November 19 is World Toilet Day, an annual event launched by Singaporean businessman Jack Sim who in 2001 founded the World Toilet Organization. Go ahead and snigger, then wake up: 2.5 billion people – that’s one in every three people worldwide – do not have access to a clean toilet.
Unmanaged human waste carries diseases which makes people sick. It pollutes drinking water. It affects productivity, hampers economic development and shortens life expectancy.
Pre-industrial peoples like Romans and Egyptians and cities in India and Pakistan treated human waste by connecting toilets to flowing water sewage systems. According to Wikipedia, the flushing toilet was invented by John Harrington in 1596. Joseph Bramah of Yorkshire patented the first practical water closet in England in 1778. George Jennings in 1852 also took out a patent for the flush-out toilet. No, Thomas Crapper did not invent the flush toilet but did much to increase the popularity of the toilet in the 19th Century.
Here in the Northwest we take care of some household sewage on site by flushing waste into a septic tank which, if properly working, breaks down solids using bacteria in an anaerobic process and distributes liquid effluent to the ground via a drainfield. In large cities, the process of separating solids, disinfecting pathogens, removing metals and chemicals takes place on a larger scale before effluent is discharged into a water body like the Salish Sea.
Over the last 40 years, Washington’s Puget Sound jurisdictions have invested— both willingly and not so willingly-- in sewage treatment plants and technologies. The most recent example of this type of large-scale, water-based sewage system is the Brightwater sewage treatment plant, built at a cost of $2 billion, to handle the waste of King County and its municipalities. Brightwater people, hug your toilets today.
The out-of-sight, out-of-mind technology of our modern waste disposal system in the capital city of Victoria is still stuck in the mid-20th Century where human waste is not treated but simply screened to remove litter then flushed out into the Strait of Juan de Fuca. What seemed like a positive forward movement to take responsibility for disinfecting their own shit by building a primary treatment sewage facility for three-quarters of a million dollars has found local politicians and interest groups now in opposition. Hug your toilets, Victoria— just don’t flush.

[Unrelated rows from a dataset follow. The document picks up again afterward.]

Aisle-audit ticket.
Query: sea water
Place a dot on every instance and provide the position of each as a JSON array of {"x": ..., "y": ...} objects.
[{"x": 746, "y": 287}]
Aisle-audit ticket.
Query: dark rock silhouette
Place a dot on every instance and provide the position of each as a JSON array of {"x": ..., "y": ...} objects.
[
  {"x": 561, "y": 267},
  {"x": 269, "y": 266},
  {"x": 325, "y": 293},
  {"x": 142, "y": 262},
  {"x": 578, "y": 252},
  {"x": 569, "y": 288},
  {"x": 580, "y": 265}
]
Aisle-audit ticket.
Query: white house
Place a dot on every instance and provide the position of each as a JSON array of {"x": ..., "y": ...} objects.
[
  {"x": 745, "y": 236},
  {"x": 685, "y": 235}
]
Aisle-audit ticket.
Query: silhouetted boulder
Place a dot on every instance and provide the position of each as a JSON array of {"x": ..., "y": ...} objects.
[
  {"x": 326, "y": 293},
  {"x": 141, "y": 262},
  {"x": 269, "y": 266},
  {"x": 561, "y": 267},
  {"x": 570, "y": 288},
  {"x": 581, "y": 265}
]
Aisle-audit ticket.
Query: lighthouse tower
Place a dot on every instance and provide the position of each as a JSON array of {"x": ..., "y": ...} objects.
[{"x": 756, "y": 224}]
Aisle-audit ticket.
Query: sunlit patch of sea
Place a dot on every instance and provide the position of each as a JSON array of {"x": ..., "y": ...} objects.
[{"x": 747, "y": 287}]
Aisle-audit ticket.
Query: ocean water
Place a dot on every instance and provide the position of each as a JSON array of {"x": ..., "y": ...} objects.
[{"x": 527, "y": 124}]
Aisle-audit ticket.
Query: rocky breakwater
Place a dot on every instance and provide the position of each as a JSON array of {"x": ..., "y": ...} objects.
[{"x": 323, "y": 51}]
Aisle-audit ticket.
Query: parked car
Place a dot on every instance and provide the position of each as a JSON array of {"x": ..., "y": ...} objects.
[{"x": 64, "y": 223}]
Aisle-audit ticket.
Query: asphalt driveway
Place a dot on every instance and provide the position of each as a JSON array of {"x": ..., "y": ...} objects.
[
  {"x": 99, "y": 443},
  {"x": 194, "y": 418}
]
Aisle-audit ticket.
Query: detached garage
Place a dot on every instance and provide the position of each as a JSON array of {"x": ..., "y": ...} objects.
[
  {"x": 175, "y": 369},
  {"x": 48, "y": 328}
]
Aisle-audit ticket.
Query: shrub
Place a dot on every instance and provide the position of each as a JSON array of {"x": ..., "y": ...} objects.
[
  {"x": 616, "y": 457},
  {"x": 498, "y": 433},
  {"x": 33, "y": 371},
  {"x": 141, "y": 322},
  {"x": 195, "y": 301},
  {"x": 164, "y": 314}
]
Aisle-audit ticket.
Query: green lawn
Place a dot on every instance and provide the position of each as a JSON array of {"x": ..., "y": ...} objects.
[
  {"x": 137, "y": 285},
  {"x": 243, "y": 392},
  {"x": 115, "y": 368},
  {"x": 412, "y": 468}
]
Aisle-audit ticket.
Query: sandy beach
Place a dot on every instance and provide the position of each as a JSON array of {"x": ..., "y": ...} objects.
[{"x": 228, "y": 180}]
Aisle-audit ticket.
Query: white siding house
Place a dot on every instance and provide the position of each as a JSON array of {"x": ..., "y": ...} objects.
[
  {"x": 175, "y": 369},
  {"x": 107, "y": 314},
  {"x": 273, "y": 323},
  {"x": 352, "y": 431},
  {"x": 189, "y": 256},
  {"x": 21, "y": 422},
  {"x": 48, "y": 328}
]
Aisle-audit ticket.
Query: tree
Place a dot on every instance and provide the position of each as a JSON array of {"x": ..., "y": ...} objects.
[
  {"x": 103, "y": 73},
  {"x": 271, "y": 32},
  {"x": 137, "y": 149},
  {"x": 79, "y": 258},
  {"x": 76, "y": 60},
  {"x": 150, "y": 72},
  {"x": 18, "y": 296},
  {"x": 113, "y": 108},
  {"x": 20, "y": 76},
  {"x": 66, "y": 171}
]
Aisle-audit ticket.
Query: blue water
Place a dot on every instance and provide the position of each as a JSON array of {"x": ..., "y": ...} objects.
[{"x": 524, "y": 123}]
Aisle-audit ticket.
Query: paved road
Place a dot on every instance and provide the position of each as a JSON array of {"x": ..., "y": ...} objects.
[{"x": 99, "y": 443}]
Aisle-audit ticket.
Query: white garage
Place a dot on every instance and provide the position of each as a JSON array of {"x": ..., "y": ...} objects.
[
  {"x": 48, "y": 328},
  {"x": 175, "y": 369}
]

As populations increase and potable water resources diminish, a technology of using clean water to flush away human waste so it can be disinfected in a costly process before returning the water to the environment comes to look more and more impractical and irrational. What next after the flush toilet?
In rural areas with high ground, outhouses and squat toilets and pit toilets work fine to protect human health. It’s in our towns and cities around the world where we need our best and brightest minds to engineer waterless toilets, businesses to market a new culture and installations, and activists and elected officials to push the regulatory envelope forward.
In the meantime, hug your toilet today.